Tapi jika diingat lagi, bukan ini yang aku rindukan ketika aku sudah lebih dari seminggu terkurung di kamar, bukan tentang aku duduk dipantai maupun melihat lautan biru bersih sejauh mata memandang, tapi aku merindukan seorang perempuan yang sampai sekarang aku tak pernah mengetahui namanya. Bahkan aku menamainya dengan si perempuan tofu, karena warna kulitnya sangat putih seperti tahu walau kala itu malam hari mengawali pertemuan kami.

Aku duduk disana sendirian tanpa seorang pun yang terlihat sejauh mata memandang, ditemani awan yang semakin lama terlihat semakin hitam dan gelap, tanda sebentar lagi awan akan meluapkan kesedihan nya dengan meneteskan airnya.

Benar saja tak lama, tetesan air mulai berjatuhan dan menyentuh kulit tangan ku dan disusul tetesan airnya yang menuju entah itu keatas rambut ku ataupun baju ku, sepertinya tidak hari ini, tak mungkin aku menunggu nya saat hujan seperti ini, mungkin si perempuan tofu itu sedang asik menikmati hujan dirumah nya.

"Aku tak tau, kamu juga suka hujan" Suara yang tak asing diteling ku.

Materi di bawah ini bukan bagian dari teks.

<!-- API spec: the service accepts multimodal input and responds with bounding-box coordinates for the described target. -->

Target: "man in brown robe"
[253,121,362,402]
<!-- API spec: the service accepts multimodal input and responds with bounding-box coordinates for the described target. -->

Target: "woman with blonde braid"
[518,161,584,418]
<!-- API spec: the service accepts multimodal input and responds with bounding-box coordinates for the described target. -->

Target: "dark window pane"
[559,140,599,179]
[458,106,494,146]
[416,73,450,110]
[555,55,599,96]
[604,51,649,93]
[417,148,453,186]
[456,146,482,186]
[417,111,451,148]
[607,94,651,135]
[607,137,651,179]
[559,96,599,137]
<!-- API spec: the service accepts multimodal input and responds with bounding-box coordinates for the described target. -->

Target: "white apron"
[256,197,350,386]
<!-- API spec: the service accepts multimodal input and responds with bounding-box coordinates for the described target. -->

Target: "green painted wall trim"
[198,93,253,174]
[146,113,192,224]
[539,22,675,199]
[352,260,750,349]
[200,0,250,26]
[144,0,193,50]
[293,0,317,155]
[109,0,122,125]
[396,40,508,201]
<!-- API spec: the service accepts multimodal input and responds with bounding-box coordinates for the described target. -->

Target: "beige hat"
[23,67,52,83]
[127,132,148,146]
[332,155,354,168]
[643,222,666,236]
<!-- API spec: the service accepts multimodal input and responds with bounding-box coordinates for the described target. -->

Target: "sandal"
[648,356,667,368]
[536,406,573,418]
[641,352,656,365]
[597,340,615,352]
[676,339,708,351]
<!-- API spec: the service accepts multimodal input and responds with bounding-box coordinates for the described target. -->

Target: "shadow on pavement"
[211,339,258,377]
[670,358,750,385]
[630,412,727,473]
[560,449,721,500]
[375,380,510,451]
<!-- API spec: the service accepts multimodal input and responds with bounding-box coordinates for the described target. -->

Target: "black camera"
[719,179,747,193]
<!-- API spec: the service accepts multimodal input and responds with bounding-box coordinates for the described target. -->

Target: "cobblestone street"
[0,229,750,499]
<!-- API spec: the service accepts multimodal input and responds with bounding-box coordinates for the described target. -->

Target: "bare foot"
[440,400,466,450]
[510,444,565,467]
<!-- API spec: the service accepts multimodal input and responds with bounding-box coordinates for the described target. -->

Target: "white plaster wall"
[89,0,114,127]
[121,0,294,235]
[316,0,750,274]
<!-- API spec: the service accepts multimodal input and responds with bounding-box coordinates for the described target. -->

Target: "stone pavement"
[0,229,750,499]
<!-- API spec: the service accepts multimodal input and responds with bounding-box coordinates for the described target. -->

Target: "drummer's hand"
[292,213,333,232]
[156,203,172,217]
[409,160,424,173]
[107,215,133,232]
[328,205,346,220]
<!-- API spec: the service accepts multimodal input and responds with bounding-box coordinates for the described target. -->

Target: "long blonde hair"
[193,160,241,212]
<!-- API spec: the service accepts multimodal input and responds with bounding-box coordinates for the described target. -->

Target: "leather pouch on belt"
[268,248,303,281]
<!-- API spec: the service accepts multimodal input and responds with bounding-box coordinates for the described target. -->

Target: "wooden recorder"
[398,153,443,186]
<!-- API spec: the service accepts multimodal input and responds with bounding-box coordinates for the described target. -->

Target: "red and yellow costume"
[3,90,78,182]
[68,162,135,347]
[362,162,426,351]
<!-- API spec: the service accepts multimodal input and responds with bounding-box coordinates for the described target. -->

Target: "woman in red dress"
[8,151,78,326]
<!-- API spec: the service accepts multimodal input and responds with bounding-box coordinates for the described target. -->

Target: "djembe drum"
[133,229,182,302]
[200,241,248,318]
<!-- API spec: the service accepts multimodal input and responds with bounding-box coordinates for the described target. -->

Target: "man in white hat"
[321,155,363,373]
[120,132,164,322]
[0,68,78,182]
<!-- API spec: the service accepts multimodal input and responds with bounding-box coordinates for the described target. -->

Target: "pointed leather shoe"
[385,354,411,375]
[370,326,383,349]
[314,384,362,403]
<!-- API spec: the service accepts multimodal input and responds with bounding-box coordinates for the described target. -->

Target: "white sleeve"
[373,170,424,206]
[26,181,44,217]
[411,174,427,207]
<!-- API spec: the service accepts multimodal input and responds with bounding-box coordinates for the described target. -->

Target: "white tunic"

Berbalik badan aku, menatap seorang perempuan berambut pirang berdiri tepat disebelahku, bersamaan dengan air hujan yang semakin lama turun semakin deras. Aku menatap tubuhnya dari ujung kaki hingga keatas rambutnya, tak ingin jika ternyata aku salah lihat dan benar saja ini perempuan yang aku rindukan beberapa hari yang lalu.

"A...aku..." Lagi dan lagi, gemetar rasanya bibir ku mengobrol dengan seseorang yang baru.

"Ayo ikut aku bermain hujan. Hujan deras seperti ini cocok untuk bersenang-senang" Ucapnya memotong ucapan ku yang tak jelas.

Lalu dia memberikan telapak tangan nya dengan senyuman dibibir merahnya, walau hujan kala itu sedang deras diiringi angin yang kencang disana, tapi rasanya hangat mendengar suaranya yang sudah lama sekali aku tak mendengarnya, membuat aku ikut tersenyum dan memberikan genggaman tangan ku.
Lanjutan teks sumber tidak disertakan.